The body-worn, solar rechargeable hearing aid generated considerable interest and was used in many developing countries. Yet the level of sales was not high enough to make it sustainable. So Motse Wa Badiri Camphill set up a separate organization, the Godisa2 Technologies Trust, in order to focus the expertise necessary to develop the promising pilot project into a genuinely successful product. Drawing on the previous experience, a Godisa team of young product designers and technicians developed a stand-alone, solar-powered battery recharger for behind-the-ear hearing aids. The recharger, now being successfully marketed under the SolarAid brand, requires only 6 to 8 hours of sunlight to maintain a full charge for a week. It was awarded a WIPO prize at Botswana’s 2005 National Design for Development Awards, which were hosted by BOTEC.
In line with broader government strategy, BOTEC’s principal focus is renewable energy. Nine engineers work on renewable energy-related research and projects in the Centre. In 1998 BOTEC established a centralized solar (photovoltaic) power station, which provides power for a health clinic, primary school, street lighting and up to 14 households in the village of Motshegaletau. The project has improved the quality of life for the residents and facilitated growth in the local business community. BOTEC is now in discussion with the Botswana Power Corporation concerning a national strategy for solar power stations.
The Centre prides itself in renewable energy technologies developed by its staff, such as the Photovoltaic charge controller, which ensures that a solar battery does not over- or under-charge, and the Masa lamp, a PV lamp that works with any power source producing between 10 to 16 Volts. These and earlier technologies have been successfully transferred to local entrepreneurs.
Sustainable architecture is another area of expertise for which BOTEC has become known. The building which houses BOTEC, completed in 2001, is itself designed as a demonstration project, incorporating climate-friendly and low energy features such as evaporative cooling, a reticulated atrium, solar chimneys, rainwater collection and sewage recycling. The Centre is also researching new methods of producing building blocks from the widespread sand of the Kgalagadi desert. The aim is to enable people living in the sandy areas of Botswana to construct modern houses more cost effectively, using affordable, durable bricks and blocks.
Botswana’s Industrial Property Rights Act (1996) provided a legal framework for the country’s innovators to seek protection for their intellectual property (IP). But take-up was slow, and the industrial property office has had to grapple with a shortage of qualified staff, as well as high administrative costs of, for example, searching for patent information. BOTEC assists in on-going developments, by chairing an Indigenous Knowledge Task Force, which has been mandated to draft the indigenous knowledge section for the Industrial Property Rights Act in order to help Botswana’s indigenous knowledge practitioners to benefit from their IP.

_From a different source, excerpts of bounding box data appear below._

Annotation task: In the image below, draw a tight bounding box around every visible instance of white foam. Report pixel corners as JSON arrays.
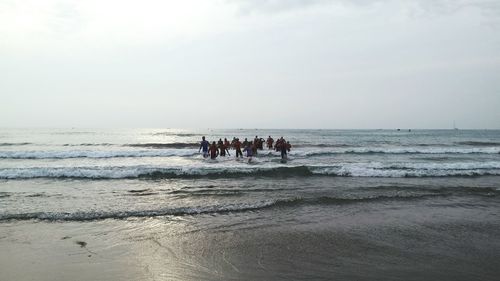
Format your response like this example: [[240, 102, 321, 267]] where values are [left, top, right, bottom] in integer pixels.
[[0, 149, 198, 159]]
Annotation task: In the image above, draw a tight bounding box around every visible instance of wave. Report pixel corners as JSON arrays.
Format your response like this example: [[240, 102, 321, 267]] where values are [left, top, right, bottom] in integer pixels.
[[300, 147, 500, 156], [62, 142, 114, 146], [124, 142, 200, 149], [457, 141, 500, 146], [0, 149, 199, 159], [0, 143, 500, 159], [0, 194, 443, 222], [0, 142, 32, 146], [0, 162, 500, 179], [152, 132, 203, 137]]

An integrated strategy to build an innovative nation
BOTEC’s mission is to take the lead in harnessing innovative science and technology for the transformation of Botswana into a globally competitive nation. To this end, its activities are aligned to the national development plan. BOTEC is seen as key player in the national framework for innovation, established by the new Ministry of Communications, Science and Technology. By integrating the country’s intellectual, creative and entrepreneurial talent into the national development strategy, the Government is striking out in pursuit of Botswana’s Vision 2016 goal: ‘a prosperous, productive and innovative nation.’
1. World Health Organisation estimates (2002)
2. Godisa translates broadly as “helping others to grow.”